Top news of the week

RBI guidelines on management of foreign currency exposure

The Reserve Bank of India tweaked some of its guidelines for banks to manage their foreign currency exposure, in an attempt to reduce the risk of unhedged exposure on the banking system during extreme volatility in forex markets.

Banks will have to ascertain the foreign currency exposure (FCE) of all entities at least annually, the RBI said, adding the revised rules will be effective from Jan. 1, 2023. The revised rules, though, expanded the scope of exemptions, allowing banks to exclude exposures from ‘factoring transactions’ from now on, apart from exposures arising out of derivative transactions.
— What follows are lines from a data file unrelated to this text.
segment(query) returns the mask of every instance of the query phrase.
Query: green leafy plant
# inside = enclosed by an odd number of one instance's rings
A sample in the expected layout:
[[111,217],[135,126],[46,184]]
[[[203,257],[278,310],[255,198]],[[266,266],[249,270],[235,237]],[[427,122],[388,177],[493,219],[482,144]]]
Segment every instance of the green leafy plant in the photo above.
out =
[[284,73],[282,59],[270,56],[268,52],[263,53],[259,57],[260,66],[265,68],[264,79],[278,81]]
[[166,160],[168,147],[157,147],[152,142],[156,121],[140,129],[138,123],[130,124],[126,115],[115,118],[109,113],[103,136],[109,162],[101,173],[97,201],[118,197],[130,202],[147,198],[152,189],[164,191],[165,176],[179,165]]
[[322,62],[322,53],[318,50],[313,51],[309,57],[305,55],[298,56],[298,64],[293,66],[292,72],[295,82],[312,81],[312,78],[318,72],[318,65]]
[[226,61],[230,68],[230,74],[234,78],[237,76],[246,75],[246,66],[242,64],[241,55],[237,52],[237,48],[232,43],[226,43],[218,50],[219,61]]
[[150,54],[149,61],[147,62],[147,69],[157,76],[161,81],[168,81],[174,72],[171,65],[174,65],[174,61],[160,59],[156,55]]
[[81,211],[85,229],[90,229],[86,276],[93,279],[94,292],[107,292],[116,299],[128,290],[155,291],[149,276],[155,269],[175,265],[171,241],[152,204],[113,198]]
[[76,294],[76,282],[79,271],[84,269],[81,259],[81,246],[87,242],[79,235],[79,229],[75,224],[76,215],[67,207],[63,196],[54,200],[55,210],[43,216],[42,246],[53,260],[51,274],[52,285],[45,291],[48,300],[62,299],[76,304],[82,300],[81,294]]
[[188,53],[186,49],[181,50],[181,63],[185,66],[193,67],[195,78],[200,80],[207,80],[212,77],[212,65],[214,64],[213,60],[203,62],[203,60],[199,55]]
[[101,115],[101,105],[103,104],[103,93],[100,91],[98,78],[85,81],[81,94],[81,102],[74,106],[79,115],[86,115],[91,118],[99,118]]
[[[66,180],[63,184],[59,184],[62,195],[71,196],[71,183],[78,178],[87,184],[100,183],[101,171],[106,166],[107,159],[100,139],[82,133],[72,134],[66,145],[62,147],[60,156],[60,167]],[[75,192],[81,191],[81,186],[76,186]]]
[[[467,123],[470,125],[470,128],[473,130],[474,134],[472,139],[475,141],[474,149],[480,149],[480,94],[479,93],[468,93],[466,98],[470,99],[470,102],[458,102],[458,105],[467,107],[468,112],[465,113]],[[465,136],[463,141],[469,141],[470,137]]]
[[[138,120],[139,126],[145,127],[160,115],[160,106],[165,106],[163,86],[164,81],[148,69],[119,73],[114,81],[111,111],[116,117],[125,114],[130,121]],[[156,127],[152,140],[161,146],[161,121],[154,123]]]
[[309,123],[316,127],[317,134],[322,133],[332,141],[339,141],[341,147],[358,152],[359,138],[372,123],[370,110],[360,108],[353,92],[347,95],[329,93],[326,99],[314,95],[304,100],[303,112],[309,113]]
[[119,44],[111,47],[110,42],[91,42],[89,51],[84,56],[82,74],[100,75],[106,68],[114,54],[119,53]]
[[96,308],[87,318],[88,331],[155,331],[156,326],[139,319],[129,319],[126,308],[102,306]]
Banks shall determine the potential loss to an entity from unhedged foreign currency exposure (UFCE) using the largest annual volatility in the rupee-dollar exchange rate in the last ten years, the RBI said.
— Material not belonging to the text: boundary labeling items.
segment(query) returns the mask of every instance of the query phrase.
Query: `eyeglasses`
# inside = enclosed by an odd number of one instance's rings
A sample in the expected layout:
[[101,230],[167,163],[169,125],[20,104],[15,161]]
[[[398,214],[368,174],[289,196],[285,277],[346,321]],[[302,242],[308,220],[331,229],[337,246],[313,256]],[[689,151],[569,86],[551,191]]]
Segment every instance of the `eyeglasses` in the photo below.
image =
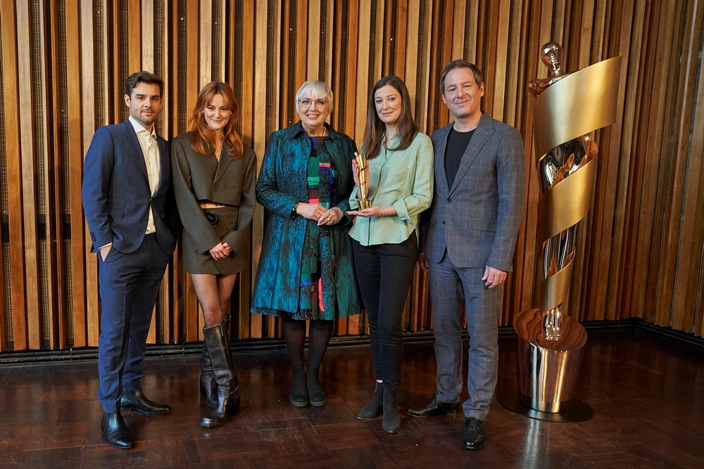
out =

Entities which do not hedge their foreign currency exposures can incur significant losses during the period of heightened volatility in foreign exchange rates,” the RBI said. “These losses may reduce their capacity to service the loans taken from the banking system and increase their probability of default, thereby affecting the health of the banking system.”

Other Highlights of the Week

Credit rating without lenders info cannot be used by banks for capital computation

To improve ratings disclosures on bank credit to large customers, RBI mentioned that unless rating agencies disclose names of all lenders in their rating statements, banks cannot use such ratings for capital computation for making provisions.

As part of the master circular on Basel III capital regulations, issued on April 1, 2022, the monetary authority had asked rating agencies to disclose the name of all the banks in the credit rating statements after getting the consent from borrowers from August 31, 2021. But they have not been doing so citing their inability to secure the consent from borrowers.Such disclosures make banks eligible to compute their capital requirement for such loans and make the needed capital provisions.

It is observed that the press releases issued by rating agencies on rating actions are often devoid of the lenders’ details. Absence of such information may result in banks applying the derived risk weights for unrated exposures, without satisfying themselves regarding adherence to prescribed conditions. This may, consequently, lead to potentially lower provision of capital as well as underpricing of risks,” the central bank said in the latest notification, which is aimed at addressing such information asymmetry.

IRDAI offer more flexibility to general insurance companies

The Insurance Regulatory & Development Authority of India  has offered more flexibility to general insurance companies in designing and pricing of products under miscellaneous lines of business and allowed them to launch these in the market without prior regulatory approval. This is to facilitate the industry to respond faster to the emerging market needs in terms of designing and pricing of general products and to promote efficiency in the conduct of general insurance business.

Now, IRDAI has extended the ‘Use and File’ procedure, ie. launching insurance products without prior approval, to all categories “in its sustained endeavour to promote creative innovation and ease of doing business”.